MACROMOLECULAR BIOSCIENCE, vol.18, no.5, 2018 (SCI-Expanded) identifier identifier identifier

  • Publication Type: Article / Article
  • Volume: 18 Issue: 5
  • Publication Date: 2018
  • Doi Number: 10.1002/mabi.201700372
  • Journal Name: MACROMOLECULAR BIOSCIENCE
  • Journal Indexes: Science Citation Index Expanded (SCI-EXPANDED), Scopus
  • Keywords: biomaterials, drug delivery systems, hydrogels, proteins, stabilization, BORONIC ACID, PROTEIN STABILIZATION, THERAPEUTIC PROTEIN, PUMP THERAPY, COMPLEXATION, PH, GLYCOPOLYMERS, GLYCOPROTEINS, RECEPTORS, STABILITY
  • Middle East Technical University Affiliated: Yes

Abstract

Effective delivery of therapeutic proteins is important for many biomedical applications.

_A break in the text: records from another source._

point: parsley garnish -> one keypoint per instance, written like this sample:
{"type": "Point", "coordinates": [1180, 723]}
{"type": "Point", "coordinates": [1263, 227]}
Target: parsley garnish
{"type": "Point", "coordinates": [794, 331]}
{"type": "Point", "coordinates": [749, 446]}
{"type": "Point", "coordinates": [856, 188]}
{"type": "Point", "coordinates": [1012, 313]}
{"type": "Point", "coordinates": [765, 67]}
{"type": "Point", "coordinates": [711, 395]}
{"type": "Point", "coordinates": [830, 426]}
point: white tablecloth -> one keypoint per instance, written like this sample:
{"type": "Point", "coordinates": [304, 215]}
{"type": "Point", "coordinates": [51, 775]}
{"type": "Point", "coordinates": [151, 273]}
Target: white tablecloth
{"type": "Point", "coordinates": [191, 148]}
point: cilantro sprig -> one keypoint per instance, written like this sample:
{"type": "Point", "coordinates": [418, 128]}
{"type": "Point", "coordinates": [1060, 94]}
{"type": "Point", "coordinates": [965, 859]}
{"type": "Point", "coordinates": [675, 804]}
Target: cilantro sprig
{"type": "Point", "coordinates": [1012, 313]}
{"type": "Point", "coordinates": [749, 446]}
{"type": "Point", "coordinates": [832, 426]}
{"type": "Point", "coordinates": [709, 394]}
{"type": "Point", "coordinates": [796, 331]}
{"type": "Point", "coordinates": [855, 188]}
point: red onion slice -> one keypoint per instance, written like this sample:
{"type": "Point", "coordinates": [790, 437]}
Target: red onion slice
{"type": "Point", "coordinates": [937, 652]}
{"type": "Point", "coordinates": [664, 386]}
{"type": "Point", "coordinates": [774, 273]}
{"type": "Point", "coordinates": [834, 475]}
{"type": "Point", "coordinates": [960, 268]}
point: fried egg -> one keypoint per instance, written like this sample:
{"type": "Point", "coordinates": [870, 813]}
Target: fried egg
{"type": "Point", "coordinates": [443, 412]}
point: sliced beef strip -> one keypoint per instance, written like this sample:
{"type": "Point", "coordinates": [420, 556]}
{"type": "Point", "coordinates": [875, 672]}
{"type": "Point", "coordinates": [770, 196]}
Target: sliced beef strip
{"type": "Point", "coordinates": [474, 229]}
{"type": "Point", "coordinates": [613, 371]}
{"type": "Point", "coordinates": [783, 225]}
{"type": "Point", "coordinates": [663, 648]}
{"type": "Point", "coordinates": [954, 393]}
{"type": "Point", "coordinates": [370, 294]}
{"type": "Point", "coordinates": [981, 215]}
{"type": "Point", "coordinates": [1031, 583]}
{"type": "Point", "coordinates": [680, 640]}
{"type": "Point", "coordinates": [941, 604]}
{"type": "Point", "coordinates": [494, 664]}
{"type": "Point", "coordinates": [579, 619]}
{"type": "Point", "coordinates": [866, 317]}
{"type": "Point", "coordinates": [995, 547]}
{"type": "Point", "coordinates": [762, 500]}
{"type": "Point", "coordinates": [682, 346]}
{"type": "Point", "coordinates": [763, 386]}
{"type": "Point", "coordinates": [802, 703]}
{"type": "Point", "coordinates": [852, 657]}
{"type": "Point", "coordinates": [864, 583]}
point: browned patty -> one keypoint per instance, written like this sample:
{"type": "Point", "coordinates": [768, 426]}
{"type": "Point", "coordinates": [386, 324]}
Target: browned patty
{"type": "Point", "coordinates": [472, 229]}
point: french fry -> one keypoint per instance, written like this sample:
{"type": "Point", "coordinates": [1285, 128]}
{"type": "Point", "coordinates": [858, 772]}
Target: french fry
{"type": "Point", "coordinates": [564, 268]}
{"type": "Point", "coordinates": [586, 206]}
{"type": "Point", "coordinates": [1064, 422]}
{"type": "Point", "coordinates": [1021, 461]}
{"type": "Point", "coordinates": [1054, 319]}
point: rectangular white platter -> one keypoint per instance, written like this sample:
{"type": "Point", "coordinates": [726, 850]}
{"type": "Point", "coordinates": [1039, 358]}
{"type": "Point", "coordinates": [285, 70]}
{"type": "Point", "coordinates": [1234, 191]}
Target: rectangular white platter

Yet, the stabilization of proteins during delivery and long-term storage remains a significant challenge. Herein, a trehalose-based hydrogel is reported that stabilizes insulin to elevated temperatures prior to glucose-triggered release. The hydrogel is synthesized using a polymer with trehalose side chains and a phenylboronic acid end-functionalized 8-arm poly(ethylene glycol) (PEG). The hydroxyls of the trehalose side chains form boronate ester linkages with the PEG boronic acid cross-linker to yield hydrogels without any further modification of the original trehalose polymer. Dissolution of the hydrogel is triggered upon addition of glucose as a stronger binder to boronic acid (K-b = 2.57 vs 0.48 M-1 for trehalose), allowing the insulin that is entrapped during gelation to be released in a glucose-responsive manner. Moreover, the trehalose hydrogel stabilizes the insulin as determined by immunobinding after heating up to 90 degrees C. After 30 min heating, 74% of insulin is detected by enzyme-linked immunosorbent assay in the presence of the trehalose hydrogel, whereas only 2% is detected without any additives.